Closed pstroe closed 2 years ago
Hello, thank you again for your enthousiasm and these propositions. The "htr-united.yml" file in htr-united/ should only be modified via Github actions. To add your metadata, you need instead to create 1 file per dataset within a folder dedicated to the project(s), inside htr-united/catalog/.

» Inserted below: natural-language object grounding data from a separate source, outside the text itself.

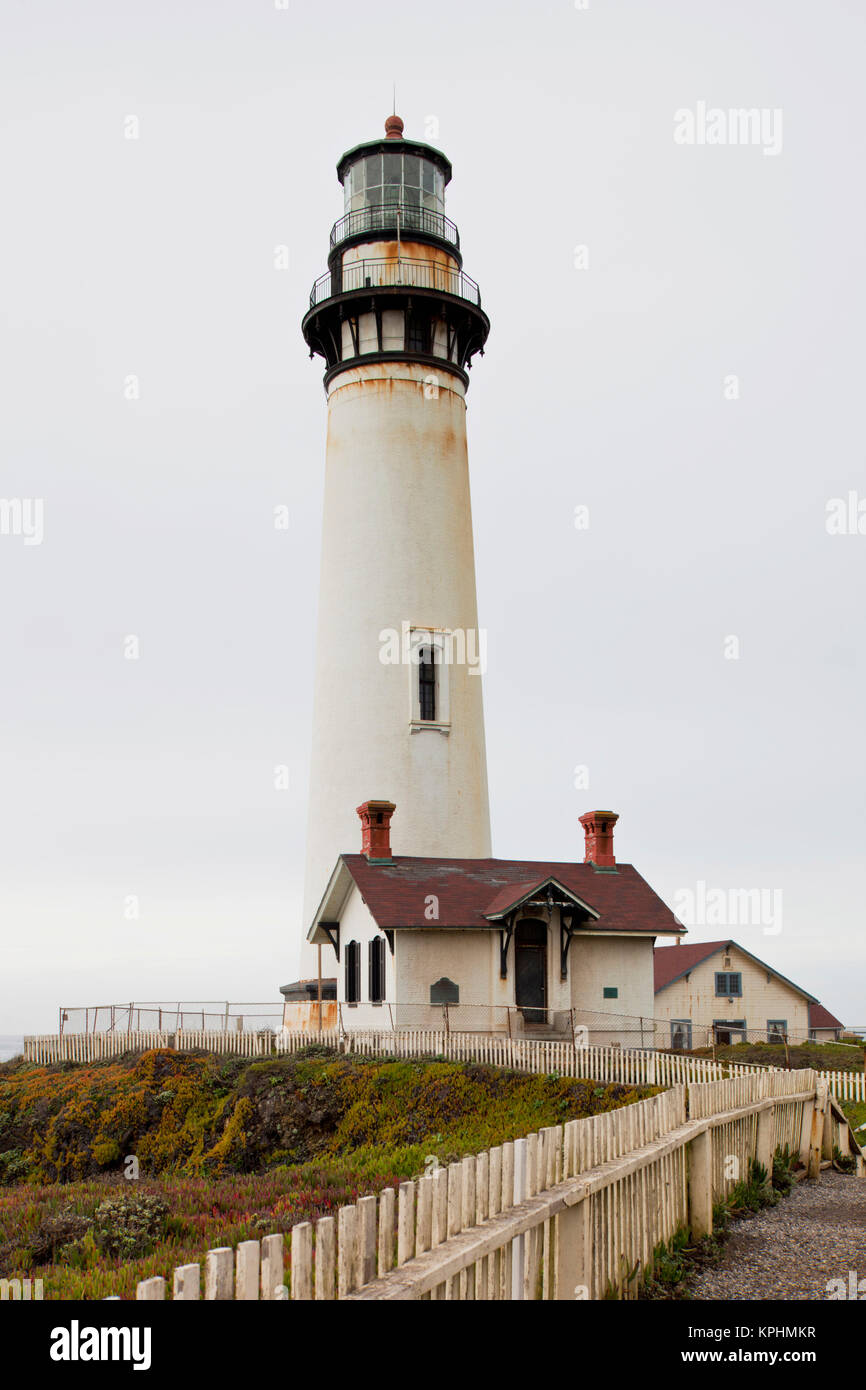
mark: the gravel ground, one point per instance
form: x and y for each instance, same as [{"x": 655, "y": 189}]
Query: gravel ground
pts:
[{"x": 793, "y": 1250}]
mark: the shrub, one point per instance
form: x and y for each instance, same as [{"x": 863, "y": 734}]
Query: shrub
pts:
[{"x": 128, "y": 1226}]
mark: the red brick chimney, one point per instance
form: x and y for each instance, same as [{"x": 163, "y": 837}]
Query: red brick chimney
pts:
[
  {"x": 376, "y": 834},
  {"x": 598, "y": 829}
]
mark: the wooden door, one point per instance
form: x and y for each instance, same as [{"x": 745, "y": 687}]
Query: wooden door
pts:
[{"x": 531, "y": 969}]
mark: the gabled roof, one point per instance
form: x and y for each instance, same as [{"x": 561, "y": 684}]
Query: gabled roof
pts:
[
  {"x": 470, "y": 891},
  {"x": 822, "y": 1018},
  {"x": 673, "y": 962},
  {"x": 519, "y": 893}
]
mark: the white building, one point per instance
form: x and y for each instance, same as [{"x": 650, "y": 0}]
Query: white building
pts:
[
  {"x": 717, "y": 988},
  {"x": 508, "y": 945}
]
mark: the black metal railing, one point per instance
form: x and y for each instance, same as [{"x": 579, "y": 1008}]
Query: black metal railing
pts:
[
  {"x": 387, "y": 217},
  {"x": 371, "y": 274}
]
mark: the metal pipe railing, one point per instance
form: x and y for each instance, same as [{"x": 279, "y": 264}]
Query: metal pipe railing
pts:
[
  {"x": 371, "y": 274},
  {"x": 381, "y": 217}
]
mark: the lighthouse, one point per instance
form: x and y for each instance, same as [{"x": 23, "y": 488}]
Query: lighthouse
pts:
[{"x": 399, "y": 658}]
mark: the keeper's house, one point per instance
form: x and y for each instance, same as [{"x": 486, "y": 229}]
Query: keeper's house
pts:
[
  {"x": 509, "y": 944},
  {"x": 717, "y": 988}
]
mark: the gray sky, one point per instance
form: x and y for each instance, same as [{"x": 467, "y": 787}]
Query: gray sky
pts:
[{"x": 601, "y": 387}]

For example the description you added for "Gwalther HTR GT" should go in a file named gwalther-htr-gt.yml
inside a folder named bullinger-digital/
(I got this info from the Zenodo repo, maybe you don't want to mention the project?) inside catalog/
.
If you are not sure how to do, you can:
Let me know if you need more explanation, and of course if you found it was not clear enough, tell us so we can improve the instructions! :)
I don't know if this is normal but the files seems to be empty. If you need some help, we can apply some changes ourselves :) I just recorded a demo video (no sound) if that can be helpful (we are still learning !)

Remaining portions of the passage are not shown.